Tangri Navdeep, Ferguson Thomas W, Whitlock Reid H, Rigatto Claudio, Jassal Davinder S, Kass Malek, Toleva Olga, Komenda Paul
Department of Medicine, University of Manitoba, Winnipeg, MB, Canada.
Seven Oaks Hospital Chronic Disease Innovation Centre, University of Manitoba, Winnipeg, MB, Canada.
PLoS One. 2017 Jul 12;12(7):e0180010. doi: 10.1371/journal.pone.0180010. eCollection 2017.
Myocardial infarction (MI) is associated with high morbidity and mortality, particularly in the first 12 months post-event. Interventions such as dual antiplatelet therapy can reduce the risk of major adverse cardiovascular events (MACE), but the duration of the high-risk time interval and the optimal prescription time frame for these interventions remains unknown.
DESIGN, SETTING, PARTICIPANTS, AND MEASUREMENTS: We performed a retrospective cohort study using data from medical services and hospitalizations in Manitoba, Canada for patients admitted with a MI between April 2006 and March 2010, and followed until Nov 30, 2014. We used survival analysis to determine the cumulative incidence of death, subsequent MI, or stroke, and used Cox proportional hazards models to assess factors associated with these endpoints.

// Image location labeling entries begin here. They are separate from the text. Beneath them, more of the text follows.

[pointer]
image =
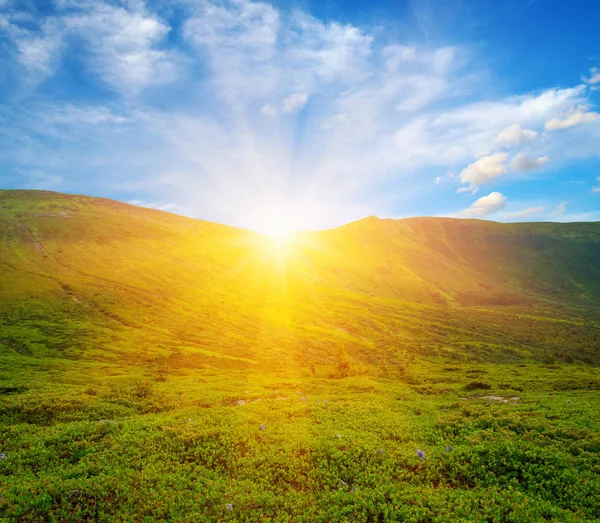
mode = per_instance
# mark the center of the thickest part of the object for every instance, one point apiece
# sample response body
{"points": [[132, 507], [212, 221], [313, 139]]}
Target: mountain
{"points": [[94, 279]]}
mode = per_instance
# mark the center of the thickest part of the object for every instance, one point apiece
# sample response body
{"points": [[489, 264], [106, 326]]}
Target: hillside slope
{"points": [[84, 277]]}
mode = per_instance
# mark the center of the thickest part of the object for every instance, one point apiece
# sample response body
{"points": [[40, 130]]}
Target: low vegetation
{"points": [[156, 368]]}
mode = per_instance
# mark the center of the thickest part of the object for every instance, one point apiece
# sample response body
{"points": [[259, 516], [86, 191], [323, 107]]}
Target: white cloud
{"points": [[483, 170], [118, 44], [573, 119], [295, 102], [514, 134], [527, 212], [522, 162], [381, 114], [122, 47], [69, 114], [485, 206], [268, 110], [594, 77], [560, 208]]}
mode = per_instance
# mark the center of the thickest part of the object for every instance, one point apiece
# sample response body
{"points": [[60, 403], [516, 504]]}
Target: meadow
{"points": [[499, 443], [156, 368]]}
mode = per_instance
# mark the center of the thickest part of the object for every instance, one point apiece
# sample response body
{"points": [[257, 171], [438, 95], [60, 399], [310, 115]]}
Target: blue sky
{"points": [[309, 113]]}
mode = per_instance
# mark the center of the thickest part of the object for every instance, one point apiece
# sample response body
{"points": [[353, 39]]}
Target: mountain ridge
{"points": [[99, 278]]}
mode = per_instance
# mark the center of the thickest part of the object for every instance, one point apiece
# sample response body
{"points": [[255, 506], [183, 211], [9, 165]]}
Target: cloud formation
{"points": [[522, 162], [594, 77], [576, 118], [528, 212], [294, 102], [514, 135], [485, 206], [483, 170], [227, 106]]}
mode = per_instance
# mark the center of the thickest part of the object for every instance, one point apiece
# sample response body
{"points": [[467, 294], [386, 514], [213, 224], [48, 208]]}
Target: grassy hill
{"points": [[85, 276], [159, 368]]}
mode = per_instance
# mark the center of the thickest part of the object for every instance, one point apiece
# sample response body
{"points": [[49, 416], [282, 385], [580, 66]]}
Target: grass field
{"points": [[156, 368]]}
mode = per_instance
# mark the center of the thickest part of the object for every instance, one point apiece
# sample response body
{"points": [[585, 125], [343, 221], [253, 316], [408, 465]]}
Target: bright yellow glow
{"points": [[276, 222], [279, 231]]}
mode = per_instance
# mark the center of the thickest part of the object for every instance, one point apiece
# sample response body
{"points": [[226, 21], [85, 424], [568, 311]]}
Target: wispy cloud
{"points": [[514, 134], [485, 206], [229, 107], [483, 170], [522, 162], [527, 212], [576, 118]]}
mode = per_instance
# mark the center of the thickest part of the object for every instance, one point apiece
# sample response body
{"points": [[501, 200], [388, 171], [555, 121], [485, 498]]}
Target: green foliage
{"points": [[156, 368]]}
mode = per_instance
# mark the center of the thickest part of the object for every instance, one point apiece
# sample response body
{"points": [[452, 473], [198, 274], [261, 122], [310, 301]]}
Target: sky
{"points": [[307, 114]]}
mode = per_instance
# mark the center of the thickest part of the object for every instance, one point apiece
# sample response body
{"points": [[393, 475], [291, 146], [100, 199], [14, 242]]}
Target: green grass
{"points": [[130, 447], [128, 337]]}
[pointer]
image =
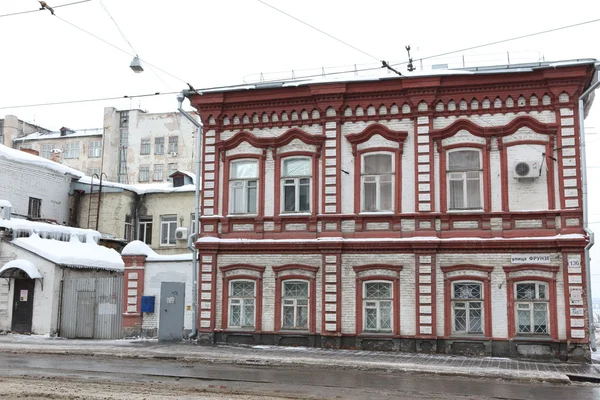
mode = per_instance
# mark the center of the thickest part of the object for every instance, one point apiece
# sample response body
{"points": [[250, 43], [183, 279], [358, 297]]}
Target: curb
{"points": [[262, 361]]}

There were 8,493 patients in Manitoba admitted to hospital for a MI during the study period. Of those, 6,749 (79.5%) survived for at least 1 year without a recurrent MI or stroke. In the following year, this population remained at high risk, with 372 (5.5%) of the remaining patients dying in the next twelve months (48.1% cardiovascular deaths), 244 (3.6%) having a recurrent MI, and 74 (1.1%) having a stroke. Older age, male sex, diabetes, prior stroke, prior heart failure, prior unstable angina, and absence of revascularization were associated with worse long-term prognosis.
The risk of MACE remains elevated among post-MI patients after the first year. Interventions to more intensively monitor, evaluate, and treat these patients should be considered beyond the first year following myocardial infarction.
心肌梗死(MI)与高发病率和死亡率相关,尤其是在事件发生后的前12个月。双联抗血小板治疗等干预措施可降低主要不良心血管事件(MACE)的风险,但高风险时间间隔的持续时间以及这些干预措施的最佳处方时间框架仍不清楚。
设计、设置、参与者和测量:我们进行了一项回顾性队列研究,使用了加拿大曼尼托巴省2006年4月至2010年3月期间因心肌梗死入院患者的医疗服务和住院数据,并随访至2014年11月30日。我们使用生存分析来确定死亡、随后发生心肌梗死或中风的累积发生率,并使用Cox比例风险模型来评估与这些终点相关的因素。
在研究期间,曼尼托巴省有8493名患者因心肌梗死入院。其中,6749名(79.5%)存活至少1年,无复发性心肌梗死或中风。在接下来的一年中,这一人群仍处于高风险状态,其余患者中有372名(5.5%)在接下来的12个月内死亡(48.1%为心血管死亡),244名(3.6%)发生复发性心肌梗死,74名(1.1%)发生中风。年龄较大、男性、糖尿病、既往中风、既往心力衰竭、既往不稳定型心绞痛以及未进行血运重建与较差的长期预后相关。
心肌梗死后第一年之后,心肌梗死患者发生MACE的风险仍然升高。在心肌梗死后的第一年之后,应考虑采取干预措施,对这些患者进行更密切的监测、评估和治疗。